Breast carcinomas and tissue from reduction mammoplasties of normal breasts were harvested fresh, and aliquots discarded by pathologists were transported on ice and frozen at -70°C until used. The protocol for these studies was approved by the Institutional Review Board. DNA was extracted from tumors and tested for env sequences as previously described (5) . To determine whether the DNA could be amplified in large sequences, a 2,150-bp segment of the ß-actin gene was first amplified with XL-PCR, using rTth DNA polymerase (Perkin-Elmer), under the conditions recommended by the manufacturer. Primers used were as follows: actin 1, 5' TCC GAC CAG TGT TTG CCT TTT ATG 3' (positions 921 to 944); actin 2, 5' ACT GCT GTC ACC TTC ACC CTTC 3' (positions 3150 to 3171). The 100-µl reaction mixture containing 2 units of enzyme, 10 µl 10x buffer provided by the manufacturer, 1 µg DNA, 20 ng of each primer, 200 µM of each nucleotide, and 1 mM Mg acetate was incubated at 93°C for 1 min for 1 cycle, then for 16 cycles at 93°C for 1 min and 68°C for 10 min, followed by 93°C for 1 min and 68°C for 10 min, increasing 15 s each cycle for 12 cycles, and then at 72°C for 10 min ending at 4°C.

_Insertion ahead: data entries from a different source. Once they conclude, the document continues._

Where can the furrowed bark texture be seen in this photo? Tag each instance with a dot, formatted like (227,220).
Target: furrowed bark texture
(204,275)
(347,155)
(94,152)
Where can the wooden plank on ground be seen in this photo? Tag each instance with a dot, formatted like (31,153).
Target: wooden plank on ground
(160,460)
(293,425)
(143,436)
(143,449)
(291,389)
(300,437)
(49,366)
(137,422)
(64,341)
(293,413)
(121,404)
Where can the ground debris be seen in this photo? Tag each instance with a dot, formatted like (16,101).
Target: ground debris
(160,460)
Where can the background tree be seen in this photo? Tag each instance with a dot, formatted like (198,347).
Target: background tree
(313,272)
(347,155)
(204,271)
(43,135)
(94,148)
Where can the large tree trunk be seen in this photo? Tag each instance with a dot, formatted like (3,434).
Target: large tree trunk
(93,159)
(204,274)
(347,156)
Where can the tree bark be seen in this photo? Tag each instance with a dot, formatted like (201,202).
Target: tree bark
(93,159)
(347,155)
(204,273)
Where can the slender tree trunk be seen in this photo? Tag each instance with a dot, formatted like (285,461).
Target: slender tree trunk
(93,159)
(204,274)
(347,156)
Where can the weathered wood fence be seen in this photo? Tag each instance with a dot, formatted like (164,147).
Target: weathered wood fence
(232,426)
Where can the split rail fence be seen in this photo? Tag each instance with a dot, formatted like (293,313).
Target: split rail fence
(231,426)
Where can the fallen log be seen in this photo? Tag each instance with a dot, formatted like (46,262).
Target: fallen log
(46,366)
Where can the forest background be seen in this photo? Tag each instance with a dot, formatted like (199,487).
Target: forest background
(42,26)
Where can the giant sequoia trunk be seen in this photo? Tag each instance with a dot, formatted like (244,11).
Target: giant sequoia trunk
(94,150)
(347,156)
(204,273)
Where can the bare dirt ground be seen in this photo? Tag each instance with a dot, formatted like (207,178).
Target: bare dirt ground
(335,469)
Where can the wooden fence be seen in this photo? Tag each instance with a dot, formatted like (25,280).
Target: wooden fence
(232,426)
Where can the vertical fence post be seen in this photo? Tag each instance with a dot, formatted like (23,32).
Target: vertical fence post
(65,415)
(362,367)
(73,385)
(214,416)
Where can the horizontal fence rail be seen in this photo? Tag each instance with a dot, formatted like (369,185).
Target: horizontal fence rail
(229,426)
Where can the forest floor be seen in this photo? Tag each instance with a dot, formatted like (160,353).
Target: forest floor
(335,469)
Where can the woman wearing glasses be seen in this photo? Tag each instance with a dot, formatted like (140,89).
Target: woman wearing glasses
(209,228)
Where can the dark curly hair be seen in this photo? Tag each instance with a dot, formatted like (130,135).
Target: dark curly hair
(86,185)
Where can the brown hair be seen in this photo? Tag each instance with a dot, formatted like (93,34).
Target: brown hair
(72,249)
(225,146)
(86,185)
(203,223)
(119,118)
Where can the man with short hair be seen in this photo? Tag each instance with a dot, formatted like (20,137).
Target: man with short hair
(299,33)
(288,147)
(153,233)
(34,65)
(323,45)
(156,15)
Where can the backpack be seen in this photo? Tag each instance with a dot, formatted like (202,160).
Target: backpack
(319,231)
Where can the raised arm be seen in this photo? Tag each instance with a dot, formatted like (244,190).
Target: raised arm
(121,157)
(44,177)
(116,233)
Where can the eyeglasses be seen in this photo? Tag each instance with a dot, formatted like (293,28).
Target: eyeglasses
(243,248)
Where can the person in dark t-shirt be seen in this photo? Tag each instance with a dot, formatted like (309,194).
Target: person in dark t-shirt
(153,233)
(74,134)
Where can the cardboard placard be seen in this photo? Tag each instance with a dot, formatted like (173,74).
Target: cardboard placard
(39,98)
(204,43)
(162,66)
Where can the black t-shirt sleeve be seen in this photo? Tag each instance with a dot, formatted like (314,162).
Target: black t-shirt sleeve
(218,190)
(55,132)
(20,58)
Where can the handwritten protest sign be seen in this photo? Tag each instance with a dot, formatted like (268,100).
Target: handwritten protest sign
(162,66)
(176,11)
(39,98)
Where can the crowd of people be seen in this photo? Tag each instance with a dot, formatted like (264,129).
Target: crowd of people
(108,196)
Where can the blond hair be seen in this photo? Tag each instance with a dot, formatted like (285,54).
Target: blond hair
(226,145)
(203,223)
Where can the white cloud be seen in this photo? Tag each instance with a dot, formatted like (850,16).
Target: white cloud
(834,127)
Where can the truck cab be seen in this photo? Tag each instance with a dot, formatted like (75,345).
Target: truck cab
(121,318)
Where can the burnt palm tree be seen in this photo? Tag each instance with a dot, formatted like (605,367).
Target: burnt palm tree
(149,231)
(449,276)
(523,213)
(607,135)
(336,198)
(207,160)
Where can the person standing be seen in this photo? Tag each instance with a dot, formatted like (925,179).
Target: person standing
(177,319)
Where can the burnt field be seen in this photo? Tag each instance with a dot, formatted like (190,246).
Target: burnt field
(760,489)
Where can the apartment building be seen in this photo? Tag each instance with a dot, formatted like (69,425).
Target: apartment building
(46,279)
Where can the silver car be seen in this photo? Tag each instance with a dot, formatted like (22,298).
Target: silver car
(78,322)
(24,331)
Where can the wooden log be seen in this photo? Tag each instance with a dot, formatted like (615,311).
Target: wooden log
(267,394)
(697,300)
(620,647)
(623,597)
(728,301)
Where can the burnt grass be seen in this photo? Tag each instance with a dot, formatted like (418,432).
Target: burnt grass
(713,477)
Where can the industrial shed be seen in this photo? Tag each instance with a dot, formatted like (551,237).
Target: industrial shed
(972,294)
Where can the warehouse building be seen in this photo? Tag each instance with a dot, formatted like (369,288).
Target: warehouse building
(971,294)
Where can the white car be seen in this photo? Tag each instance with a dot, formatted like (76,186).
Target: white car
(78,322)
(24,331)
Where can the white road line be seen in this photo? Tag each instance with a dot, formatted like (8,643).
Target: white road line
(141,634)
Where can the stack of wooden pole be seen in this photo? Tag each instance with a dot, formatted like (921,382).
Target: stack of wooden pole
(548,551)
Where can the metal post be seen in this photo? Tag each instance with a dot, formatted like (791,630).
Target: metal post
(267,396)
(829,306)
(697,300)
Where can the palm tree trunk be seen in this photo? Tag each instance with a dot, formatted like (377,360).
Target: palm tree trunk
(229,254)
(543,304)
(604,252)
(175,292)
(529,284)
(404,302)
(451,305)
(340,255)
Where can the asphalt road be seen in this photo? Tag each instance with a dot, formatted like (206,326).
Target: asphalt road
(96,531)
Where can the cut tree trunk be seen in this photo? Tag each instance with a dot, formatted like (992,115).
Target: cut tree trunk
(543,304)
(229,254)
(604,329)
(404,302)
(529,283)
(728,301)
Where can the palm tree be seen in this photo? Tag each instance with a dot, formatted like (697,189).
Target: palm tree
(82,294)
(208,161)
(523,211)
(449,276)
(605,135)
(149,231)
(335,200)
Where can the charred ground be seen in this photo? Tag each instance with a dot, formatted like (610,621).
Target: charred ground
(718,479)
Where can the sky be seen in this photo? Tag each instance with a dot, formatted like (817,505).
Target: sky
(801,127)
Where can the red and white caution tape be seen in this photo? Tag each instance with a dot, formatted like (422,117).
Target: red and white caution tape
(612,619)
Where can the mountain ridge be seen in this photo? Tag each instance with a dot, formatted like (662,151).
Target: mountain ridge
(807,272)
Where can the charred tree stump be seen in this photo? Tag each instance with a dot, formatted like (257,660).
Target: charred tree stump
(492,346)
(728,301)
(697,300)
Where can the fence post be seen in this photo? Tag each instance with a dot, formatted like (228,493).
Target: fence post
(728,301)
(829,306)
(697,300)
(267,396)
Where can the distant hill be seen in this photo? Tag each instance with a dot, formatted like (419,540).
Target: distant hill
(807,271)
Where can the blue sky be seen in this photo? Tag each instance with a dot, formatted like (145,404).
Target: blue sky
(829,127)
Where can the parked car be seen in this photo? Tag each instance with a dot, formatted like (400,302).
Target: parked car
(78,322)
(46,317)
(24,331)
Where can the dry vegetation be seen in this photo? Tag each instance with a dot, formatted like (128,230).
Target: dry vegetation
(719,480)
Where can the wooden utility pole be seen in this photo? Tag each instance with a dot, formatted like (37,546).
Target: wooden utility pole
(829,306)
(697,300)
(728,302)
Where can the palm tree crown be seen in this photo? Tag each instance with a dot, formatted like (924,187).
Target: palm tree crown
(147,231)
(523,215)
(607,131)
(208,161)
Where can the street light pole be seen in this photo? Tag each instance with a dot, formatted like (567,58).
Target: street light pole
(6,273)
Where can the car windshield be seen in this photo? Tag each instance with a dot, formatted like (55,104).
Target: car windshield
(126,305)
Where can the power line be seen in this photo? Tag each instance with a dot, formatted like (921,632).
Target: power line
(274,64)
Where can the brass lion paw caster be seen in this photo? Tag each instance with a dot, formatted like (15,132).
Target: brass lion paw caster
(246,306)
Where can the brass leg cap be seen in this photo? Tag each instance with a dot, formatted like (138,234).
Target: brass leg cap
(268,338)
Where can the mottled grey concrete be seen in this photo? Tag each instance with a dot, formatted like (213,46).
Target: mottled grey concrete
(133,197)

Amplification Cloning and Sequencing of 2.7-kb env-LTR Sequence.
Two rounds of XL-PCR were performed to amplify a 2.7-kb env-LTR sequence. Primers 5L and LTR3 were used for both rounds. The product of the reaction was detected in 1% agarose gel electrophoresis and by Southern blot hybridization with an internal sequence (LTR5) that was end-labeled with [-³²P]ATP (NEN, Boston, MA) using the T4 polynucleotide kinase (New England Biolabs). The radiolabeled oligonucleotide was purified using a TE MIDI select G-25 column (5 Prime 3 Prime, Boulder, CO) following the protocol provided by the manufacturer. Hybridization was carried out as described previously (5 , 7) . The same strategy was used to amplify and sequence the 2.7-kb env-LTR fragment from tumors MSSM 1 and MSSM 2.

Amplification and Cloning of 1.3-kb LTR-gag Sequence.
Primers LTR5 and GAG4 were used to amplify a 1.58-kb LTR-gag sequence. Nested PCR with primers LTR5 and GAG3 was then performed, using AmpliTaq polymerase following conditions recommended by the supplier (Perkin-Elmer) to amplify 1.3 kb. Perfect-match PCR Enhancer (Stratagene) was used to increase product specificity. Thermocycling conditions were as follows: 1 cycle of 94°C for 2 min, followed by 30 cycles of 94°C for 1 min, 55°C for 1 min, and 70°C for 2 min and by 1 cycle of 72°C for 10 min. The 1.3-kb PCR product was electrophoresed in 0.8% agarose gel followed by Southern blot hybridization with labeled LTR3. The 1.3-kb sequence was cloned and sequenced. An additional 265-bp sequence in the gag gene was amplified with primers GAG3R and GAG4 and directly sequenced from the PCR product. The same strategy was used to amplify 1.3-kb LTR-gag fragment from tumors MSSM 1 and MSSM 2.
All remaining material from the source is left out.